Let’s talk about how IoT's expanding data exchange will challenge traditional enterprise security’s approach to securing M2M communications.
Corporate IT environments are seeing connections from a greater variety and number of machines. For instance, it's estimated that the total number of mobile machines will increase from 11.062 million in 2016 to over 16 million in 2020. Newer devices such as phablets and updated laptop versions will help drive this progress.
While bolstering organizations' business agility and flexibility, such a proliferation in number and type of mobile machines presents a challenge to organizations. Each device and application requires its own machine identity to operate securely within the enterprise. IT teams, in turn, use this identity to track a device for vulnerabilities and monitor it for suspicious behavior. With the growth of mobile devices, IT teams must inventory and monitor a larger array of machines in order to defend the corporate environment against digital security threats.

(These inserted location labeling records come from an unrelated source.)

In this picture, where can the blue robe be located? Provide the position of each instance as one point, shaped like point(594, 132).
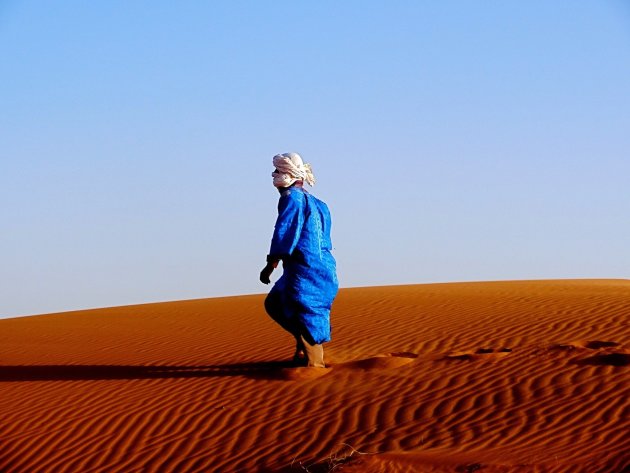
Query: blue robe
point(301, 299)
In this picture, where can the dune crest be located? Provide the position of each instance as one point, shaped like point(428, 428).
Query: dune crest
point(513, 376)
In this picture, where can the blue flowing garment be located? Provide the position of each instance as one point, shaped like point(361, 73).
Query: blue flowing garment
point(308, 285)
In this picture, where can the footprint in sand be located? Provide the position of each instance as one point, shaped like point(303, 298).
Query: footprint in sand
point(584, 344)
point(379, 362)
point(488, 354)
point(607, 353)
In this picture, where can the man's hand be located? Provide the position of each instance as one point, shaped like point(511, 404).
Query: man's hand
point(266, 272)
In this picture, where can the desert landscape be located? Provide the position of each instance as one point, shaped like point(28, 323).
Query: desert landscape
point(516, 376)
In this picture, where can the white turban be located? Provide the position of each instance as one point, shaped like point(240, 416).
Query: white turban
point(289, 169)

Mobile isn't the only type of machine that's expanding in number and type, however. So too are all those physical devices belonging to the Internet of Things (IoT). Indeed, Gartner predicts the number of IoT devices will surge from just 8.4 billion in 2016 to 25 billion by 2020. Fueled by industrial businesses and governments, which are the largest adopters of IoT, such growth will ultimately help the Internet of Things account for 70 percent of all devices connected to the web.
Embedded electronics, sensors, actuators, and other IoT devices may seem similar to mobile in that they are both physical machines. Even so, they face different security challenges from mobile products in that they do not store data. Instead IoT devices capture data and transmit it to a central location where that information can be sorted and analyzed. Organizations can then leverage that analysis to improve business flow, chase new customers, and adjust their priorities, among other possibilities.

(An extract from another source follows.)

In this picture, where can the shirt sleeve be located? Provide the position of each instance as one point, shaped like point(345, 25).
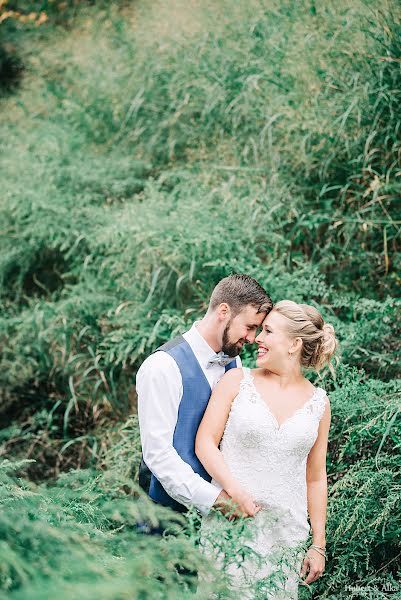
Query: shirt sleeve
point(159, 388)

Of course, the challenge is for organizations to secure IoT devices' communication with other machines, especially those used by government entities for critical purposes such as car navigation, health monitoring, and emergency notification systems. Organizations need to identify every IoT device connected to corporate IT environments, assign it a machine identity, and monitor that identity to help protect and authenticate its communication.
That's easier said than done. Given the number and variety of IoT devices now connecting to corporate IT environments, organizations can't manage this machine identity process manually. The only way to secure machine-to-machine communication at machine speed is to automate the process of identifying, automating, and remediating the identities of machines.